“这里没有特别护士,晚上也没有任何人会去看顾他。”殷邪不动声色地继续说,“如果他踢被子,也只能让他踢了,可能明天会烧到四十度而已。”

晓冽终于被他激得放下筷子,并且知道殷邪的封号不是浪得虚名了。

打架受伤不算,他真的有百年之久都没病过了,更何况是感冒这种笑死人的小病,生起来简直可耻。

他咳几声就喝几口纱纱准备的那一大壶苦茶,倒也有用,起码咳的没那么厉害了,只是他弄不明白,那些个家伙为什么去撞球也不让他跟去,还硬把怒给换到另一间房去,莫名其妙嘛!他现在得的是感冒,又不是霍乱,他们怕什么怕?

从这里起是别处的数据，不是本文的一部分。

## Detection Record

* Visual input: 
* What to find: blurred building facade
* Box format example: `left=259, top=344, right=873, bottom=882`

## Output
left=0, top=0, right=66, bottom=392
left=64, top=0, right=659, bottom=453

见鬼!他嘀咕着,一边扭开电视又关掉,无聊死了,他又听不懂日文,看了也是白搭……

叩门声响起时,他欣喜地差点没膜拜上帝。

“快进来!”总算有个人可以让他解解闷了。

晓冽一推开房门就看到伍恶他一脸期待地躺在床上,被子只盖了一半,开了盏昏暗的小壁灯。

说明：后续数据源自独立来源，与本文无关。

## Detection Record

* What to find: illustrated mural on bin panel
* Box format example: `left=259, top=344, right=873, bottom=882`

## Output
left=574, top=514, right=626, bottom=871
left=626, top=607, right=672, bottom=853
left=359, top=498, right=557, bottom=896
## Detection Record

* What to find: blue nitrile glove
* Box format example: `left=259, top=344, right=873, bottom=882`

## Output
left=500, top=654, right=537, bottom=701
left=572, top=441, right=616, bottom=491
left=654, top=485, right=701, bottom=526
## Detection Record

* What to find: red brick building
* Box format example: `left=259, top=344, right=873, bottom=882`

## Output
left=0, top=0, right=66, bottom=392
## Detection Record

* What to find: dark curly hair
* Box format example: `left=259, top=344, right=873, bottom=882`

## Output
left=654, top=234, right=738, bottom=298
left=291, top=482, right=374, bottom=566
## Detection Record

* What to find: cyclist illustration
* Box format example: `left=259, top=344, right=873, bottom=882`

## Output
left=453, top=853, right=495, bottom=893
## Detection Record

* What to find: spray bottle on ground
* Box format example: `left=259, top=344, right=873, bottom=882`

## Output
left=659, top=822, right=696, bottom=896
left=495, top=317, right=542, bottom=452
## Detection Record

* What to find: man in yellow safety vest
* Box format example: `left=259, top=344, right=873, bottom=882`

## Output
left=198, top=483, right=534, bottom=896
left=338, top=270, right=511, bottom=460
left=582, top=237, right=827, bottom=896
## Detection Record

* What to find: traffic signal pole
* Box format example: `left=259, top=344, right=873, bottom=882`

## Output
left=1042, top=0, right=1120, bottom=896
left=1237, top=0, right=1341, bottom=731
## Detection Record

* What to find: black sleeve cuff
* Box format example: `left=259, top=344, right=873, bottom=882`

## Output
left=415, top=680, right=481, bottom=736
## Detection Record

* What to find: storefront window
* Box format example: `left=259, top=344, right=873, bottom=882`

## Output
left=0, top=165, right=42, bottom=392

“你怎么会来?”他眯起眼睛,开始怀疑是那些家伙搞的鬼。

“这是你要的拉面,快点吃吧。”晓冽把外带的拉面放在小茶几上,昏暗的灯光下,他的脸色微红,大概还在发烧吧!至少殷邪这一点没骗她。

什么拉面?他现在只想吃海陆牛排大餐,他们到底怎么办到的,居然可以让颜晓冽亲自把面带来他房中。

“我没力气。”伍恶望着她,露出一抹耍赖的笑意,促狭起来,把手在她面前晃了晃。“我的手很痛,早上打的,但是我现在也很饿,如果不吃东西的话,可能挨不过这个晚上。”他唇畔有笑意,优闲地等着看她反应。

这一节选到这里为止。